La più bella del mondo

 

No, Benigni, non si riferisce a Gina Lollobrigida, che fu la protagonista del film di tanti anni fa: "La donna più bella del mondo"; ma, alla Costituzione della Repubblica Italiana. Già, la Repubblica! Una forma di Stato per noi oggi quasi ovvia; ma, che non lo era quando, alla fine della seconda guerra mondiale, i nostri padri dovettero sceglierla con il referendum popolare, che pose fine alla dinastia dei Savoia.

Era quella un'Italia orgogliosa di aver riscattato il proprio suolo dall'occupazione tedesca e che usciva da una dolorosa guerra civile. Nella mia infanzia e fino all'età adulta, in Sicilia, ho sempre provato un senso di privazione rispetto ad un pezzo di storia che non abbiamo vissuto. Lo sbarco alleato aveva già liberato, per prima, la Sicilia e, nelle nostre famiglie, non avevamo ricordo o traccia della " Resistenza " e della guerra partigiana che aveva toccato profondamente il Nord Italia.

Per tutti gli anni '50 e '60 le lotte Partigiane e la celebrazione del 25 aprile venivano vissute quasi in maniera distante, come se appartenessero ad un'altra realtà. Fu poi con le lotte studentesche ed operaie della fine degli anni '60 che, finalmente, si ebbe una profonda circolazione della cultura, delle idee, della tradizione storica della Resistenza e dei valori condivisi dei nostri padri costituenti.

 Cattolici, liberali, esponenti del partito d'azione, comunisti, socialisti tutti uniti da ideali comuni e dalla volontà di porre le basi solide della convivenza civile di un popolo nuovo in cui, finalmente, era il cittadino ad essere il protagonista, senza alcuna distinzione e pari di fronte alla legge.

Un bene prezioso per noi tutti la Costituzione. Un baluardo contro uno dei possibili inganni peggiori della democrazia: quello costituito dal potere senza limiti della maggioranza. Chi ci proteggerà altrimenti dal potere totalizzante della maggioranza? Chi ci assicurerà la libertà di dissentire? Chi tutelerà i diritti della persona? 

C'è stato consegnato, come ha giustamente sottolineato Benigni nel suo commento, un bene prezioso che contiene, nei dodici principi fondamentali, tutte le indicazioni per un vivere comune all'insegna del rispetto, dell'impegno e della solidarietà.

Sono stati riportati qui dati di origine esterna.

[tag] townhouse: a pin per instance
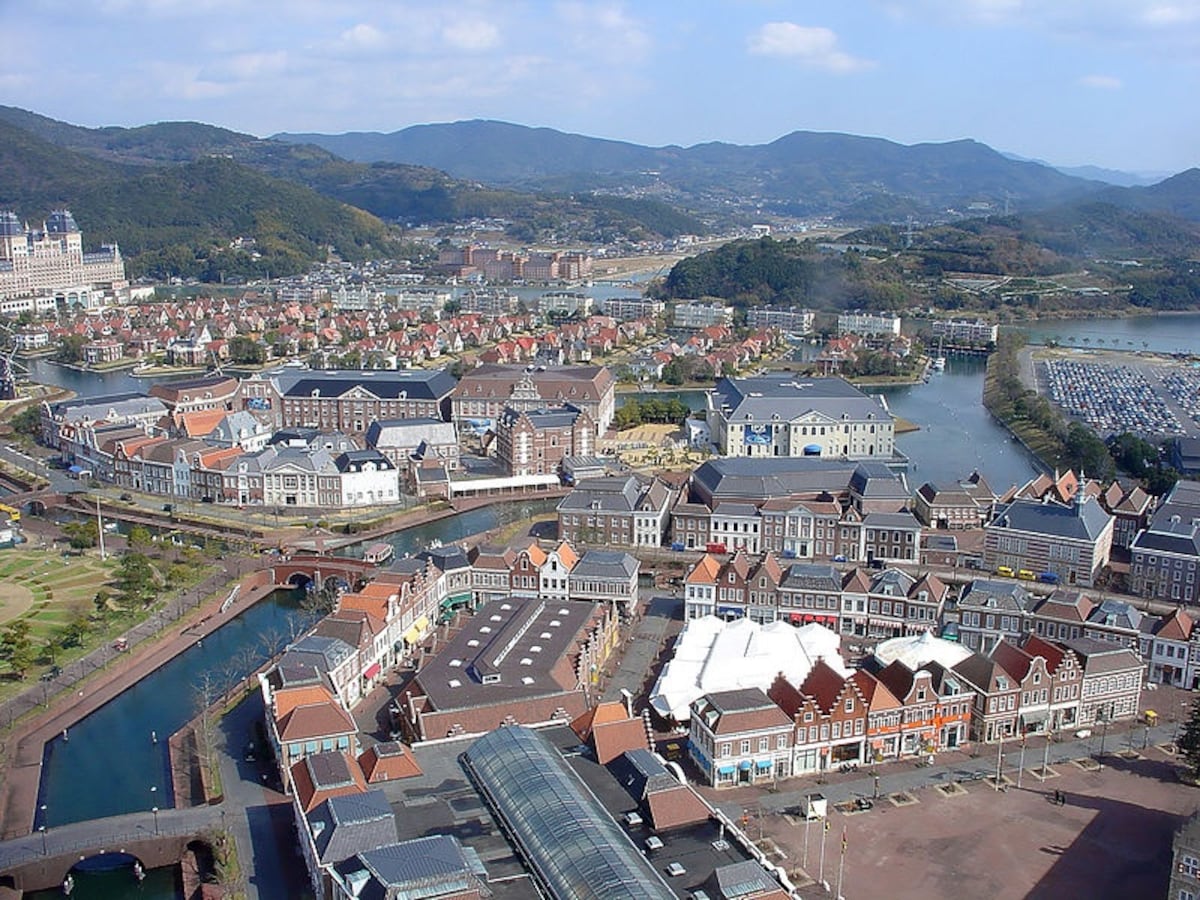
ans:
(1069, 541)
(624, 511)
(739, 737)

Personalmente, desideravo sottolineare un aspetto che mi sembra particolarmente caratterizzante: l'aver deciso di fondare sul concetto di "lavoro" la nostra Repubblica. Di riconoscerne a tutti i cittadini il diritto e di porre l'accento sulla necessità di promuovere "le condizioni che rendano effettivo questo diritto" come recita l'art.4. Il dettato costituzionale dice poi  qualcosa di ancora più importante e cioè che "Ogni cittadino ha il dovere di svolgere, secondo le proprie possibilità e la propria scelta, un'attività o una funzione che concorra al progresso materiale o spirituale della società." Ha il "dovere", ci viene detto. In sostanza che non possiamo vivere il "lavoro" solo come un obbligo necessario per procurarci i mezzi per vivere. Non possiamo vivere il lavoro con fastidio, aspettando il momento della libertà costituito dalle ferie o dalla pensione. Non possiamo,   pertanto, assolutamente comportarci in modo assenteista, giustificandolo con un frainteso senso di estraneità causato dalla nostra condizione subordinata. No! Il principio Costituzionale ci chiede di partecipare con orgoglio e dedizione al lavoro, cogliendone l'aspetto del servizio, della partecipazione e della responsabilità. Sono tutte cose che oggi non sono per niente né ovvie né scontate. Valori che pongono le basi di un rispetto del lavoro. Qualunque tipo di lavoro e di qualsiasi livello. E' un messaggio che le nuove generazioni dovrebbero valutare attentamente perché le vecchie forse non lo hanno sempre fatto.